Forest and Charlie. I was one lucky guy to share the woods with these 2. If you guys ever come to Californis for a gay rally, give me a call :)
Headin back to camp. Bittersweet
Headed down the mountain.
I would just like to say that people on bowsite are pretty amazing. Most of you have taught me how to prepare and hunt out of state in places like Colorado, Utah and AZ. Last year I hunted with a bowsiter from Utah in AZ and it was awesome. I hope I can contribute back as much as all of you have done for me. Thank You
I had a really fun time with both you guys. Dave and Kevin kept going every day and we really gave it a go.
The drought this year was extreme. EVERY tank we found was empty which meant many elk were elsewhere.
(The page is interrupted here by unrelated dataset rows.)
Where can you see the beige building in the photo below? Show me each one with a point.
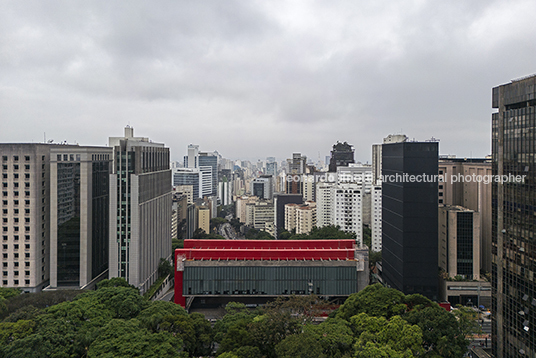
(459, 242)
(301, 217)
(241, 202)
(187, 190)
(55, 206)
(462, 187)
(306, 218)
(203, 218)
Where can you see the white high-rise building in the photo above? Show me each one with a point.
(347, 209)
(324, 204)
(376, 217)
(140, 209)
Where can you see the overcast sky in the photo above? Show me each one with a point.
(253, 79)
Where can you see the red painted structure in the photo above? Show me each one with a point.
(274, 250)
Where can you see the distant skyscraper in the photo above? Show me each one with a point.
(140, 209)
(262, 187)
(410, 214)
(514, 219)
(341, 155)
I say it every year, NOTHING is easy about elk hunting. Maybe that’s why it grows on me every year.
Sounds like a great time! I love elk hunting, I gotta go back next September. Looking forward to hunting some Oklahoma whitetails with Charlie and Forest this fall!
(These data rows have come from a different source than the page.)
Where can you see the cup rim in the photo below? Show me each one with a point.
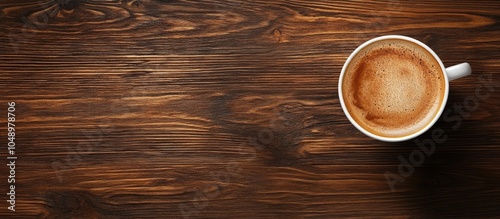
(400, 138)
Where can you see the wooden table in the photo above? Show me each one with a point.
(229, 109)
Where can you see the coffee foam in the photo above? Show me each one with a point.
(393, 88)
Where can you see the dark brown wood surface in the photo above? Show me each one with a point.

Snow, mountains and stream. Beautiful
Sounds like you guys had a great trip, especially with the dry conditions and weather. Forrest's hunts got my attention when he posted them and I even sent the link to a couple guys. Thanks for posting a recap!
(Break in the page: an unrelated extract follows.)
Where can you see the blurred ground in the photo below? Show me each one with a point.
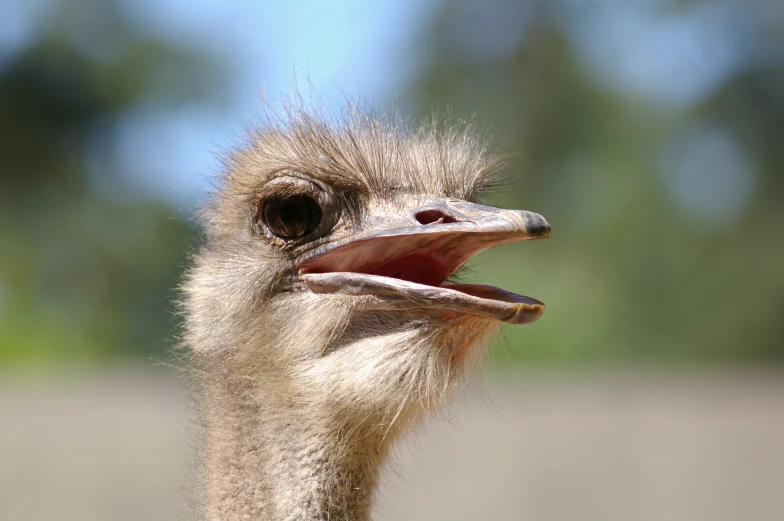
(557, 447)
Great recap! Sounds like a fabulous experience all around! Yet another hunt of a lifetime! Great bunch to be out on the woods with for sure!
Congratulations to all!
Great read. Glad all had a great hunt!!
Nice write-up Empty. Appreciate the kind words about AZ last year too. Looking forward to doing it again this year.
Doesn’t sound like you had an unsuccessful trip, to me! Great write up, Empty!
Thanks guys. It was a roller coaster ride for sure.
Thanks for the story and pics Dave! Looks and sounds like Forest has a high quality operation going on there. Thumbs up!
Nice story Empty. You are now Full!
Dave: I forgot to tell you. I stuck a few empty candy wrappers under the foam in your bow case. The trash bag was 6 steps away & your bow case was only 4. I needed to conserve my strength and it seemed like the thing to do at the time.
Great story and on the plus side at least you don’t hafta change your handle ;)~
Freezer’s still empty but sounds like the experience bank is full. Thanks for sharing the trip. Sounds like fun!
U funny guy kevo, now ill have something to remember u by??
Sounds like a great hunting trip to me. Thanks for sharing with us. Amazing the people you can meet through Bowsite.
Thanks for the recap...sounds like a great time with great guys in the elk woods!